Eventually wasn't good enough. Eventually couldn't compete with immediate cash, and Villiers began to do favors for owners of paintings whose provenance was open to some doubt. His approval was like money in the
bank to the owners, who showed their gratitude in a time-honored and practical way. Villiers prospered and then became greedy, certainly no sin in the art world. But worse, he became overconfident and careless. And, perhaps worse still, ostentatious. His duplex, his vintage Bentley, his place in the Hamptons, his stable of blondes, and his parties featured in the gossip columns. Art's golden boy, they called him, and he lapped it up.

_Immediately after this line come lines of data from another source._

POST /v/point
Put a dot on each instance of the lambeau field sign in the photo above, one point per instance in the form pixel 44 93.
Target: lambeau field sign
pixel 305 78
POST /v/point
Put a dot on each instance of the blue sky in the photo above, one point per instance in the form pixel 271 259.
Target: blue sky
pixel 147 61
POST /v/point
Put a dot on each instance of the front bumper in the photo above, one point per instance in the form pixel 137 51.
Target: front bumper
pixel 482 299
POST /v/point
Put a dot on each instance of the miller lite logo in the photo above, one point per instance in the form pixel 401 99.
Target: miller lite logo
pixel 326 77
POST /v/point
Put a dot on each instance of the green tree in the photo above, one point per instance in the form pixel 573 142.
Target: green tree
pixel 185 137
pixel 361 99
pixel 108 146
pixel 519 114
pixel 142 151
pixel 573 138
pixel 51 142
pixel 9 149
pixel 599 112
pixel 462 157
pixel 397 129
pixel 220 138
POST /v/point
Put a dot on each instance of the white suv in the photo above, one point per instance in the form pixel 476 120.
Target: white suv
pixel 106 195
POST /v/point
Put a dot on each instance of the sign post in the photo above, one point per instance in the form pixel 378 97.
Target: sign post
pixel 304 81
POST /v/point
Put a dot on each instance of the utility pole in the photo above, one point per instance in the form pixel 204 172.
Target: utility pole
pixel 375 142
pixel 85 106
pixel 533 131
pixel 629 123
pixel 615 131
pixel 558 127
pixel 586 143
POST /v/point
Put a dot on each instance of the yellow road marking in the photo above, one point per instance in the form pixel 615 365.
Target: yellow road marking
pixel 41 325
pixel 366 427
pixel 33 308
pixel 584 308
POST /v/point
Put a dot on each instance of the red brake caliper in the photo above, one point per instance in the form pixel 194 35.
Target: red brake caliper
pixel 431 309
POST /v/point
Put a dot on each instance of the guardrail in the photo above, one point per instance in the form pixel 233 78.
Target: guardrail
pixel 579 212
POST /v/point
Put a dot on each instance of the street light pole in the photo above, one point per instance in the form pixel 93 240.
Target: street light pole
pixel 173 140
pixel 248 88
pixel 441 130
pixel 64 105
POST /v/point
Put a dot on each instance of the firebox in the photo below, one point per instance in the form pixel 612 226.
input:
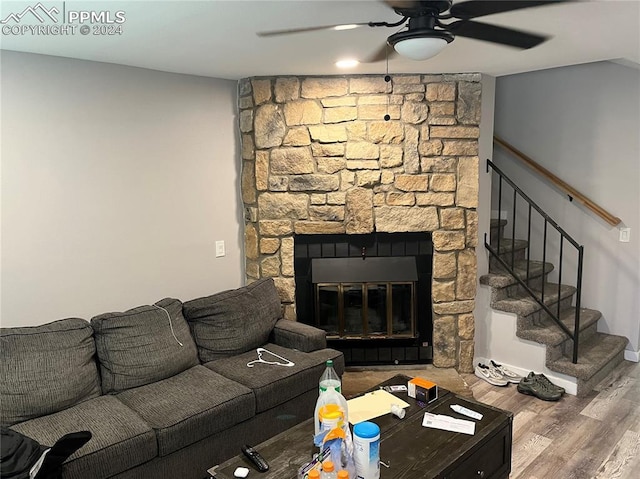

His fall was swift and noisy, being reported in the media with the special relish that journalists display when they catch a man more fortunate than themselves with his pants down. It started when a seventeenth-century painting that Villiers had declared genuine was sold for several million dollars. The new owner, at the request of his insurance broker, had the painting tested. There were doubts, then more tests. These suggested that the nails securing the canvas to its stretcher were eighteenth century and that the canvas itself was even more recent. The painting was deemed to be a dud. Word got out, and other owners who had acquired Villiers-approved paintings joined the rush to the laboratories for scientific tests. More counterfeits came to light. In a matter of weeks, the golden boy turned into a suspected swindler.